De vier meest opvallende passages over de inhoudelijke motivatie van de FDF zijn:

  1. "Zolang de angst zorgt dat ik de dag erna met die man in gesprek kom, dan is die angst oké, hij is functioneel. Iedereen stelt FDF ter discussie: moet het zo? De boer had LTO als belangrijke club. Sturen nette brieven hoor. Polderen dertig jaar mee. Zij liepen tegen een muur op. Zij zeggen ook: met de FDF erbij zitten we weer aan tafel bij de overheid. En dan roept Rutte wel: mensen kunnen enkel op democratische wijze invloed uitoefenen, wij van de politiek laten ons daarbuiten niet intimideren. De werkelijkheid? Je moet eerst snoeihard met je vuist op tafel slaan, voor Den Haag jou serieus neemt. Dan zeg je daarna: ja sorry, had iets minder hard gekund. Alleen met democratische methodes komen wij boeren er niet meer.’’

  2. "Via stemrecht krijg je Ruttes democratische invloed, zegt hij.
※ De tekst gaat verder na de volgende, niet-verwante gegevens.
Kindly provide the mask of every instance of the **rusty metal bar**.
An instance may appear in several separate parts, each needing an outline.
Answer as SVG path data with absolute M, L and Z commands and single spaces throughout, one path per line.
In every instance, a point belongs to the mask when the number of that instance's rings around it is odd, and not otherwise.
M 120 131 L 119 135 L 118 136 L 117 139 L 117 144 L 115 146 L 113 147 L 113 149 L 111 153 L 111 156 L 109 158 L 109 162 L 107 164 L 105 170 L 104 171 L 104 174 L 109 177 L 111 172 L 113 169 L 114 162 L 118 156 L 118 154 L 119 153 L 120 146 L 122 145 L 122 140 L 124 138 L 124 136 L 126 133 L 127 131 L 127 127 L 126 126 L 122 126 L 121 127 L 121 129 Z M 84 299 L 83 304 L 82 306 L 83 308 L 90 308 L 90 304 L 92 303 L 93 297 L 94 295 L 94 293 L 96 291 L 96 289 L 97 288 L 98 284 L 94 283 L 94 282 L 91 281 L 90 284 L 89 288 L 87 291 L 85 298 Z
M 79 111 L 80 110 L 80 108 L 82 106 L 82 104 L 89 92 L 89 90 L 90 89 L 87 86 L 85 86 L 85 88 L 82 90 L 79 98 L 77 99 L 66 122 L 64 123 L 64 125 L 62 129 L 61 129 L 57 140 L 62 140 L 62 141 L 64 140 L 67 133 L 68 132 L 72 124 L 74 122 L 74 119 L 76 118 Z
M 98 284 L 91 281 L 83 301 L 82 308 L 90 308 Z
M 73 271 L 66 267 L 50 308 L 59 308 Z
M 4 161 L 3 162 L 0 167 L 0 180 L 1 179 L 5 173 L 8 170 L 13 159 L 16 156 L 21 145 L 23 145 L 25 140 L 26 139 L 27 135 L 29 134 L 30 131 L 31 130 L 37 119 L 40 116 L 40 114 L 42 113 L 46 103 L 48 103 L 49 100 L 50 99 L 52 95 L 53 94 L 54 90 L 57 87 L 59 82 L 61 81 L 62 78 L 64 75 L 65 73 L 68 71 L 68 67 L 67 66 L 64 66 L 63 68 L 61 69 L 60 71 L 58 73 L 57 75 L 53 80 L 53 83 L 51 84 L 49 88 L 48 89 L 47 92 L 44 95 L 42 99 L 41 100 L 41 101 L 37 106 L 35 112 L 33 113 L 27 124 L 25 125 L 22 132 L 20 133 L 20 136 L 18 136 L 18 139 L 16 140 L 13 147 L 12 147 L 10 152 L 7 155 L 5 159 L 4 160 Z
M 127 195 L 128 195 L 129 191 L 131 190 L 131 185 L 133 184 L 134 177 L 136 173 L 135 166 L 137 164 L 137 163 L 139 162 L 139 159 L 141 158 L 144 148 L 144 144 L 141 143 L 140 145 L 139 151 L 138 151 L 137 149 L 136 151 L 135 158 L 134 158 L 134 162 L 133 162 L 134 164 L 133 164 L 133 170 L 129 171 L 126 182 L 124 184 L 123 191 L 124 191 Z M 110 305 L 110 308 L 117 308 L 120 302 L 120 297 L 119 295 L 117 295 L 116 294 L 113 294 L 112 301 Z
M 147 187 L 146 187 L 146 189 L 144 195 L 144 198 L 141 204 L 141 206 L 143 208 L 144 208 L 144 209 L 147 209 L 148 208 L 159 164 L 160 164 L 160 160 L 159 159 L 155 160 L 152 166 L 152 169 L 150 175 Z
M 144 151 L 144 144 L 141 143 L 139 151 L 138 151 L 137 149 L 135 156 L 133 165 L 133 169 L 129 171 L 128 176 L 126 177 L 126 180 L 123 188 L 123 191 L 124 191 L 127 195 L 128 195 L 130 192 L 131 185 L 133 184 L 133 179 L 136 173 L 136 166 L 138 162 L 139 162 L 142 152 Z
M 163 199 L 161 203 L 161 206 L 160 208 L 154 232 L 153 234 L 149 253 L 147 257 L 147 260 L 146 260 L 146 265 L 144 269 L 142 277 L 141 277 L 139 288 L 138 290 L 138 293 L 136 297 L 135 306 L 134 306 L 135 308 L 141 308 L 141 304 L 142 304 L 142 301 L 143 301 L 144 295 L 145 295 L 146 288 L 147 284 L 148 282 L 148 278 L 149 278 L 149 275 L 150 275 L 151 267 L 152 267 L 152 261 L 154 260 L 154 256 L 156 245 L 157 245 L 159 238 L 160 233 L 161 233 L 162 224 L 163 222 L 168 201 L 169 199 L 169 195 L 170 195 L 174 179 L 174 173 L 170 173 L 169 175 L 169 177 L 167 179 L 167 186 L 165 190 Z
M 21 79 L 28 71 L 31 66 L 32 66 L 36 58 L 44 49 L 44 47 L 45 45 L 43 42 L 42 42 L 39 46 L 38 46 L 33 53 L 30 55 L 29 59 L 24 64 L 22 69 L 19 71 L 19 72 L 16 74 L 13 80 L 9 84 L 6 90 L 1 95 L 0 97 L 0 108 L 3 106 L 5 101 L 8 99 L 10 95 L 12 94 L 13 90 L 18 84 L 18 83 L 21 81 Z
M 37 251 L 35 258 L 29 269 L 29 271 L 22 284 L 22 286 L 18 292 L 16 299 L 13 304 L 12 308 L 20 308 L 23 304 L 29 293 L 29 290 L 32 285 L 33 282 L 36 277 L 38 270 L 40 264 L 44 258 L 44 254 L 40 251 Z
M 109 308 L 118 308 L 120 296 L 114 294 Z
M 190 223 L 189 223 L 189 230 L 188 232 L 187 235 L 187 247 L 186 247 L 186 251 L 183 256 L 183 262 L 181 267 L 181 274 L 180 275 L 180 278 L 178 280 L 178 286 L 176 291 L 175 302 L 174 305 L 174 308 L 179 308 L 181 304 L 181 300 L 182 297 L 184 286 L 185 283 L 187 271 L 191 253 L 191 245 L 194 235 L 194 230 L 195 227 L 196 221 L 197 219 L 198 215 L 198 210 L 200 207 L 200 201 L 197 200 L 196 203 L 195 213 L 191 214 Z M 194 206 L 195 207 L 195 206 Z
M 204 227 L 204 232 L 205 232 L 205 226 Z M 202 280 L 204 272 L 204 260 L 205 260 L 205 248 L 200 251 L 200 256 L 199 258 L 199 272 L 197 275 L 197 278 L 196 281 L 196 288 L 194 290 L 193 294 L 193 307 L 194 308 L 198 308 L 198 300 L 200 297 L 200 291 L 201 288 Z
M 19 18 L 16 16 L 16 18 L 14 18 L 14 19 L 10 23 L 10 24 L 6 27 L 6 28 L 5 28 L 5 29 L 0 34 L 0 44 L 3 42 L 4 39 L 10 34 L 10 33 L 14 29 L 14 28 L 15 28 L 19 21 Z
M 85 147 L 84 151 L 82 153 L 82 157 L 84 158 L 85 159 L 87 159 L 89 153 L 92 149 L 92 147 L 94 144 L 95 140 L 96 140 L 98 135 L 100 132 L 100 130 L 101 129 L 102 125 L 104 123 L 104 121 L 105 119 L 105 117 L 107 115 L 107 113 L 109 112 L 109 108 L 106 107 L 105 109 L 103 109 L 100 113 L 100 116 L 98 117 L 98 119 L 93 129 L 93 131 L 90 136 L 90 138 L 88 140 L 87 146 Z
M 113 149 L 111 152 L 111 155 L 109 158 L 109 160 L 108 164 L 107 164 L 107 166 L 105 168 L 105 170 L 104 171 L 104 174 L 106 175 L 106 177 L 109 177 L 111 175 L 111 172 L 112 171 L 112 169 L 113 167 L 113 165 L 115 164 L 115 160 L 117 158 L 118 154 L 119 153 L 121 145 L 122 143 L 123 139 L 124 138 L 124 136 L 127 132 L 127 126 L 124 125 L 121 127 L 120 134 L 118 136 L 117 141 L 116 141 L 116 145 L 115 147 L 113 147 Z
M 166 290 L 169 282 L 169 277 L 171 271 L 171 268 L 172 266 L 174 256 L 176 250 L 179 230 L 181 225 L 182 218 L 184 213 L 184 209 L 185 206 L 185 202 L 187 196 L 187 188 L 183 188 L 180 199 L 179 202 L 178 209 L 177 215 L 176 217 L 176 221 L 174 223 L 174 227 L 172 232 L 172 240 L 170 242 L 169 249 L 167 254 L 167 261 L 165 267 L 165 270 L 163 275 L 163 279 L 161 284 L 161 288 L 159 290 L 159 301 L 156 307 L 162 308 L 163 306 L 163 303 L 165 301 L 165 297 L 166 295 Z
Maar het voedselsysteem kent lage marges waardoor de schaalvergroting aangejakkerd werd. Er ontstonden minder boeren die het voedsel gingen vervaardigen in Nederland. Vijftig jaar terug waren er grofweg 400.000 boeren in Nederland. Als we destijds op één partij stemden, hadden we veel invloed. Nu hebben we 50.000 boeren. Via stemrecht invloed uitoefenen is daarmee over voor de boer, we zijn met te weinig.’’
    Schouten wil naar een Ot en Sien-landbouw toe. Kringlooplandbouw, lekker kleinschalig. Prima. Als ik morgen 25 koeien kan melken en mijn geld kan verdienen, mooi! Maar dan moet die melk 2 euro per liter worden. Dat gaat nooit gebeuren. We zeggen: we hebben vrijemarkteconomie voor de boeren. Echter, binnen de markt moeten wij qua prijs alles accepteren. De zuivelbedrijven zijn bijna monopolisten en bepalen de prijs. Een alternatieve afnemer is er niet. Dan wordt het slikken of stikken. De enige manier waarop wij dan nog ons inkomen kunnen sturen – vermeerderen – is volume draaien. Meer liters melk is meer omzet. Daar komen al die grotere boerenbedrijven van. Maar nu, in Nederland 2020, kan de boer niet meer groeien. De ruimte is op. Dus dit systeem is verrot geworden voor de boer.’’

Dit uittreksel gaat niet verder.